Your comments

The notion of "page" in EPUB is very abstract as there's really no such thing.


What you should be able to do is to actually get to a specific resource instead (chapter1.html) without loading the entire EPUB, and then be able to paginate and go to the right page.


Most EPUB readers out there actually handle the pagination using CSS, for example with CSS multi-columns or overflow: paged-x and then simply move the viewport.
Here's an example that you can try on Chrome for Android that paginates using CSS: https://hadriengardeur.github.io/webpub-manifest/examples/paged-viewer/

Google Play Books actually has to pre-process the book to handle it in their Web viewer or native apps.

I think that there are two clearly separate issues being discussed here:

  • how an EPUB is streamed to a viewer
  • the viewer itself

I fully agree with Thomas, that the primary purpose of Ubooquity is to handle the first part.
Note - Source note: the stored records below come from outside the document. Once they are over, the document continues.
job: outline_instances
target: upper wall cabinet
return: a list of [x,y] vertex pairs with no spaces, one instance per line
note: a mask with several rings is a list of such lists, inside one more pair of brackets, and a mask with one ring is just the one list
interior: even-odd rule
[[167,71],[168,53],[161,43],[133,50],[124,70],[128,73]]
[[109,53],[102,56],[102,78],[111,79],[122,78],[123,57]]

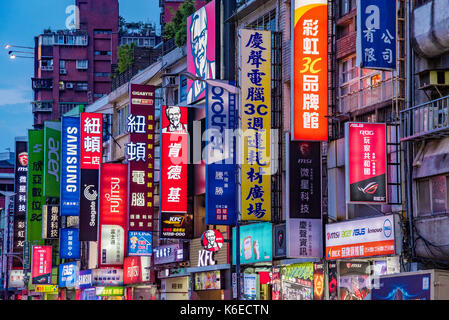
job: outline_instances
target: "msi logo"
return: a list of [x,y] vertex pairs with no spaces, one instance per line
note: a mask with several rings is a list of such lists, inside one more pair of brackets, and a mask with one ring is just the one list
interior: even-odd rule
[[371,183],[368,183],[368,184],[367,184],[365,187],[363,187],[363,188],[358,187],[358,189],[359,189],[359,191],[361,191],[362,193],[365,193],[365,194],[373,194],[373,193],[376,192],[378,186],[379,186],[378,183],[376,183],[376,182],[371,182]]

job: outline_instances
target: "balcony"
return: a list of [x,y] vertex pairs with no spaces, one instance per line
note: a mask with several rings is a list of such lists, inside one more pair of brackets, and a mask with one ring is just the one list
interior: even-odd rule
[[[348,86],[348,91],[350,86]],[[365,88],[350,91],[338,98],[341,113],[350,113],[366,107],[375,106],[383,102],[390,102],[393,98],[393,81],[387,79]]]
[[401,141],[449,136],[449,96],[401,111]]
[[32,101],[33,113],[35,112],[52,112],[53,101]]

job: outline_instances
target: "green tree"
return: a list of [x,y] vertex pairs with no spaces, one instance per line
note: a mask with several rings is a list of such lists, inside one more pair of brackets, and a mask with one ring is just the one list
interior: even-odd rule
[[164,38],[165,40],[174,38],[175,44],[182,47],[187,42],[187,18],[196,11],[195,2],[194,0],[185,1],[176,13],[171,8],[170,10],[174,17],[164,26]]

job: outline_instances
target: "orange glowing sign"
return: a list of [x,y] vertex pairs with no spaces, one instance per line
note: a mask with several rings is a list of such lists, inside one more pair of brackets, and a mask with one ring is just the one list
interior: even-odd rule
[[292,140],[327,141],[327,0],[293,10]]

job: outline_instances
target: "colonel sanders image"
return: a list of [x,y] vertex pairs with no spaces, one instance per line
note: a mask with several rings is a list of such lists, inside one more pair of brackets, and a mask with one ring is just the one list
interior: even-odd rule
[[[207,59],[208,29],[205,7],[193,14],[188,32],[190,32],[190,47],[195,75],[202,79],[214,79],[215,61]],[[206,83],[204,81],[194,81],[187,93],[187,102],[191,103],[198,100],[205,90]]]
[[165,115],[167,116],[170,124],[167,127],[162,128],[162,133],[187,133],[187,124],[181,123],[181,109],[179,107],[167,107],[165,109]]

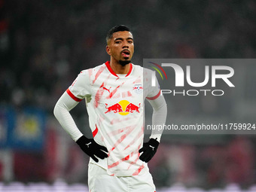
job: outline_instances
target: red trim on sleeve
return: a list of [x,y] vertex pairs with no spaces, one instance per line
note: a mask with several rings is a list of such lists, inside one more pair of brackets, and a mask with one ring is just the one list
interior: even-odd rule
[[[105,65],[107,66],[108,71],[114,76],[117,77],[118,78],[118,75],[113,71],[113,69],[111,68],[110,66],[110,62],[109,61],[107,61],[106,62],[105,62]],[[132,72],[132,70],[133,70],[133,65],[132,63],[130,63],[130,69],[129,69],[129,72],[128,73],[126,74],[126,77],[127,77],[131,72]]]
[[66,92],[68,93],[69,96],[70,96],[70,97],[72,98],[75,101],[81,102],[82,100],[82,99],[76,97],[75,96],[74,96],[73,93],[71,93],[69,88],[66,90]]
[[152,97],[146,97],[146,98],[148,100],[154,100],[154,99],[156,99],[160,95],[160,93],[161,93],[161,90],[160,90],[156,96],[152,96]]
[[96,126],[96,129],[94,130],[94,131],[93,132],[93,137],[95,137],[96,136],[96,135],[97,135],[97,133],[98,133],[98,127],[97,127],[97,125],[96,124],[95,124],[95,126]]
As long as a standard solution is used, there will be many options available for the viewer itself (Readium or epub.js for example), one of which Ubooquity might embed by default in the future.

One solution for that would be to expose a Web Publication Manifest instead: https://github.com/HadrienGardeur/webpub-manifest


Ubooquity would have to parse the OPF in the ZIP container, convert it to a Web Publication Manifest and expose these resources through an HTTP server.
Since the manifest would also be useful for comics, it would be a fairly straightforward way to provide support for both formats in Ubooquity.